# Splitting HDMI to 2 locations



## Cream (Oct 13, 2010)

One of the things I want to do in this new HT room is to use the new HTPC that I just put together to stream movies to both my projector and to the living room.

So, right now I have the HTPC hooked up to the living room via a long HDMI Cable and it works perfectly, however now that I will be adding my HT room and a projector, I want to do the same thing there.

Here is the problem, I want to be able to run it to both locations at the same time. No, they will not be watching different movies, but I want the ability to watch the movies at either location.

I can run HDMI Cables to both since they are close together (Living Room is right above the HT Closet) but I am unsure how to do this.

I know that I need some sort of splitter, but I am unsure what to buy from Monoprice.

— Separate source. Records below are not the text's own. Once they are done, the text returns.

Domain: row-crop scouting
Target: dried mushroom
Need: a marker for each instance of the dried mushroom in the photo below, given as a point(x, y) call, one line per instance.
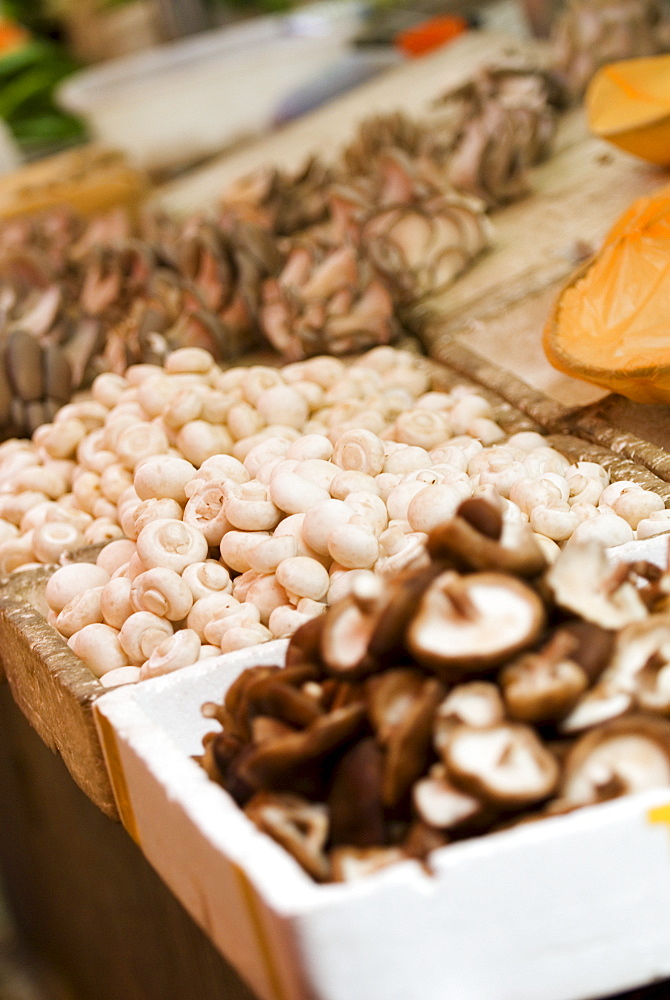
point(505, 765)
point(543, 686)
point(622, 756)
point(467, 624)
point(381, 741)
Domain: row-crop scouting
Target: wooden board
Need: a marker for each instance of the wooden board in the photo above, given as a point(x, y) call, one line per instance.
point(499, 307)
point(51, 686)
point(408, 87)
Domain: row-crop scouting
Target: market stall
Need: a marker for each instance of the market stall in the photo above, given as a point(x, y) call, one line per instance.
point(171, 881)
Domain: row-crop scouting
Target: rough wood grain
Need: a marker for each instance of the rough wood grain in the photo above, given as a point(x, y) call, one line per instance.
point(51, 685)
point(83, 895)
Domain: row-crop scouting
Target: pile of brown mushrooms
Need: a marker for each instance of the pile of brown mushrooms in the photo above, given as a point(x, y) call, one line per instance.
point(80, 296)
point(481, 690)
point(590, 33)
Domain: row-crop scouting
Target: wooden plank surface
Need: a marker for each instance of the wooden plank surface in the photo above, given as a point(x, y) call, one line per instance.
point(51, 686)
point(409, 87)
point(82, 894)
point(499, 307)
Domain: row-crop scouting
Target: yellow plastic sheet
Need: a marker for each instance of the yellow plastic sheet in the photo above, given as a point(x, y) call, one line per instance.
point(611, 324)
point(628, 104)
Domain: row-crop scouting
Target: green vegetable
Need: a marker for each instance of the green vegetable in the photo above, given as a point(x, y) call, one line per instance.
point(29, 75)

Each locatoin will be going through a receiver. So the HDMI Cable needs to leave the HTPC, get split and then run HDMI Cables to their respective receivers. I would prefer just to have it output the video to both at the same time, all the time. Then I can just let the receiver determine if it is being viewed or not on that display.

Anyone have any idea what I should buy from Monoprice to do this? 

Thanks in advance


----------



## eugovector (Sep 4, 2006)

Anything labeled HDMI splurged should do the trick. 1 in, 2 out.


----------